JACKSON, Miss. — Mississippi is increasing the nation’s lowest welfare payments three months earlier than expected, the state Department of Human Services said Friday.
Starting Saturday, the benefit will increase by $90 a month per family.
Mississippi is one of the poorest states in the nation, and this is the first time since 1999 that the state will expand payments through the Temporary Assistance for Needy program. The federal government is paying for the increase, but state legislators had to approve it.
Until now, payments in Mississippi have been $146 for a family of two, $170 for a family of three and $194 for a family of four.
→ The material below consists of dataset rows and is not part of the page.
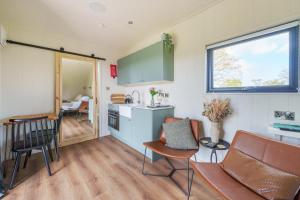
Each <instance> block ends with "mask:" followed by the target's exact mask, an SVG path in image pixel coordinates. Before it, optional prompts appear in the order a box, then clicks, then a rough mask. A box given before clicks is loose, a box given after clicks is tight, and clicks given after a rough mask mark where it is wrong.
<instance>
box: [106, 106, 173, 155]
mask: <svg viewBox="0 0 300 200" xmlns="http://www.w3.org/2000/svg"><path fill="white" fill-rule="evenodd" d="M108 107H109V109H110V110H114V111H116V112H118V113H119V120H118V121H119V130H116V129H113V128H112V127H110V128H109V131H110V133H111V135H112V136H114V137H115V138H117V139H119V140H120V141H122V142H124V143H125V144H127V145H129V146H130V147H132V148H134V149H135V150H137V151H138V152H140V153H142V154H143V153H144V151H145V147H144V146H143V143H144V142H149V141H154V140H158V139H159V137H160V134H161V126H162V124H163V122H164V120H165V118H166V117H173V116H174V107H173V106H166V107H157V108H148V107H147V106H143V105H134V104H109V105H108ZM146 156H147V157H148V158H149V159H151V160H157V159H158V158H159V156H158V155H157V154H156V153H154V152H151V151H148V152H147V155H146Z"/></svg>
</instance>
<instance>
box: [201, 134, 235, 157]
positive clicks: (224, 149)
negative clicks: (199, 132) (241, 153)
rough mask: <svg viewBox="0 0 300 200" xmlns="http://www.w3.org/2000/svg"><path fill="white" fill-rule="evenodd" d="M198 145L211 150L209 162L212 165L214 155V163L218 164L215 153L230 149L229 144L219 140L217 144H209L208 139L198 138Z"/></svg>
mask: <svg viewBox="0 0 300 200" xmlns="http://www.w3.org/2000/svg"><path fill="white" fill-rule="evenodd" d="M200 144H201V145H203V146H204V147H206V148H209V149H211V154H210V162H211V163H212V157H213V155H215V162H216V163H217V162H218V156H217V151H222V150H227V149H229V147H230V144H229V143H228V142H226V141H225V140H222V139H219V142H218V143H217V144H214V143H212V142H211V138H210V137H203V138H200Z"/></svg>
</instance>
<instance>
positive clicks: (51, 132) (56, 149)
mask: <svg viewBox="0 0 300 200" xmlns="http://www.w3.org/2000/svg"><path fill="white" fill-rule="evenodd" d="M63 114H64V112H63V110H60V112H59V114H58V117H57V120H56V121H55V123H54V127H53V132H54V135H53V141H54V151H55V156H56V160H57V161H59V146H58V136H57V135H58V133H59V131H60V125H61V121H62V119H63ZM50 133H52V130H50ZM38 135H39V137H41V130H39V131H38ZM33 137H35V134H34V135H33ZM51 143H52V142H51ZM31 152H32V151H28V152H27V153H26V157H25V160H24V164H23V168H24V169H25V168H26V165H27V162H28V159H29V157H30V156H31ZM48 152H49V156H50V159H51V161H53V156H52V150H51V144H48Z"/></svg>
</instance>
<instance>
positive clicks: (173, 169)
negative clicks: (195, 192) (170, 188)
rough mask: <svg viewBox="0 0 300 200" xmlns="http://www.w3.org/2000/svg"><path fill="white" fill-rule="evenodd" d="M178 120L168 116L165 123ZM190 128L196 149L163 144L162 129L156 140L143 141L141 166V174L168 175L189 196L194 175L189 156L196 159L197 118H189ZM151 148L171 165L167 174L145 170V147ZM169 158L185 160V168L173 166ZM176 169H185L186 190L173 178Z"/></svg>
mask: <svg viewBox="0 0 300 200" xmlns="http://www.w3.org/2000/svg"><path fill="white" fill-rule="evenodd" d="M177 120H179V118H173V117H168V118H166V119H165V123H172V122H174V121H177ZM191 128H192V132H193V135H194V137H195V140H196V142H197V144H198V149H196V150H178V149H172V148H169V147H167V146H165V144H166V138H165V134H164V132H163V131H162V132H161V136H160V139H159V140H157V141H153V142H145V143H143V145H144V146H145V154H144V161H143V167H142V173H143V175H148V176H159V177H168V178H170V179H171V180H172V181H173V182H174V183H175V184H176V186H177V187H179V189H181V190H182V191H183V193H184V194H185V195H186V196H188V197H189V196H190V191H191V186H192V182H193V176H194V171H193V170H192V168H190V164H189V163H190V162H189V160H190V158H191V157H192V156H194V158H195V160H197V158H196V153H197V152H198V150H199V140H200V121H198V120H191ZM148 148H149V149H150V150H152V151H153V152H155V153H157V154H159V155H161V156H163V157H164V158H165V160H166V161H167V163H168V164H169V165H170V167H171V171H170V173H169V174H166V175H164V174H150V173H147V172H145V171H144V170H145V160H146V153H147V149H148ZM170 159H179V160H186V162H187V168H175V166H174V164H173V163H172V162H171V161H170ZM177 170H187V181H188V184H187V190H185V189H183V188H182V187H181V186H180V185H179V184H178V182H176V180H175V179H174V178H173V174H174V173H175V172H176V171H177ZM190 170H192V177H191V180H190Z"/></svg>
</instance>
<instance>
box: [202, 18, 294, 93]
mask: <svg viewBox="0 0 300 200" xmlns="http://www.w3.org/2000/svg"><path fill="white" fill-rule="evenodd" d="M298 37H299V22H292V23H289V24H285V25H281V26H278V27H274V28H270V29H267V30H263V31H259V32H256V33H252V34H249V35H245V36H241V37H239V38H234V39H231V40H228V41H225V42H221V43H218V44H214V45H210V46H208V47H207V67H208V68H207V69H208V70H207V91H208V92H297V91H298V46H299V40H298Z"/></svg>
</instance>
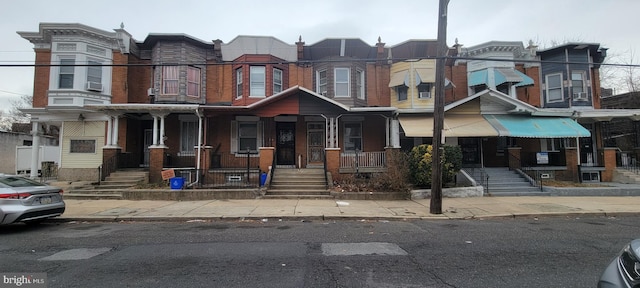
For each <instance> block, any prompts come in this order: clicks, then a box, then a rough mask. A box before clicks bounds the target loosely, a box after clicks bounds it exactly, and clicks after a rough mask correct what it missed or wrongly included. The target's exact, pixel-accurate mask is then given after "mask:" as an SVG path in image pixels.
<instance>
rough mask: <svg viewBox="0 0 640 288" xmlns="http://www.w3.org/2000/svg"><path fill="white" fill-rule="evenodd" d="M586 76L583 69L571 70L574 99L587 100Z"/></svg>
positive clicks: (576, 99)
mask: <svg viewBox="0 0 640 288" xmlns="http://www.w3.org/2000/svg"><path fill="white" fill-rule="evenodd" d="M584 80H585V77H584V72H583V71H572V72H571V89H572V90H573V91H572V92H573V100H574V101H576V100H587V89H586V87H585V81H584Z"/></svg>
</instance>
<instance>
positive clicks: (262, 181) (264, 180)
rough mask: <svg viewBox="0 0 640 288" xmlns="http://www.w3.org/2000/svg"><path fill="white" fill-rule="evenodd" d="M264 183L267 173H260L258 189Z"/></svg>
mask: <svg viewBox="0 0 640 288" xmlns="http://www.w3.org/2000/svg"><path fill="white" fill-rule="evenodd" d="M264 183H267V173H264V172H262V174H260V187H262V186H264Z"/></svg>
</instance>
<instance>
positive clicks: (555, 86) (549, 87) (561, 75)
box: [547, 74, 564, 102]
mask: <svg viewBox="0 0 640 288" xmlns="http://www.w3.org/2000/svg"><path fill="white" fill-rule="evenodd" d="M563 99H564V97H563V96H562V74H552V75H547V102H557V101H562V100H563Z"/></svg>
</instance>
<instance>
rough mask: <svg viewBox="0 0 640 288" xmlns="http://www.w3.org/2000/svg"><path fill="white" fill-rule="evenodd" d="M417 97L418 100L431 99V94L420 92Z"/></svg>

The department also said retroactive payments are being made to give people the extra $90 for April. The increase originally was expected to take effect in July.
“I felt it was critical to get this increase to the people who need it as quickly as possible,” Human Services director Bob Anderson said in a news release Friday.
Anderson recommended the increase of $90 a month per family, and state senators said that would cost about $2.8 million a year.
During a debate in February, Republican Sen. Joey Fillingane described the $90-a-month increase as a “modest but reasonable amount that Mississippi could afford.”
He said about 3,000 families currently qualify for the assistance, and he described them as “the poorest of the poor in our state.”
Senate Bill 2759 authorized the higher payments, and it became law as soon as Republican Gov. Tate Reeves signed it March 24.
Even with the increase, the Mississippi welfare payments will still be only a fraction of the federal poverty level, according to the liberal-leaning Center for Budget and Policy Priorities.
Nearly 20% of Mississippi’s 3 million residents live in poverty, according to the Census Bureau. In 2019, the median household income in the U.S. was about $68,700; it was about $45,000 in Mississippi.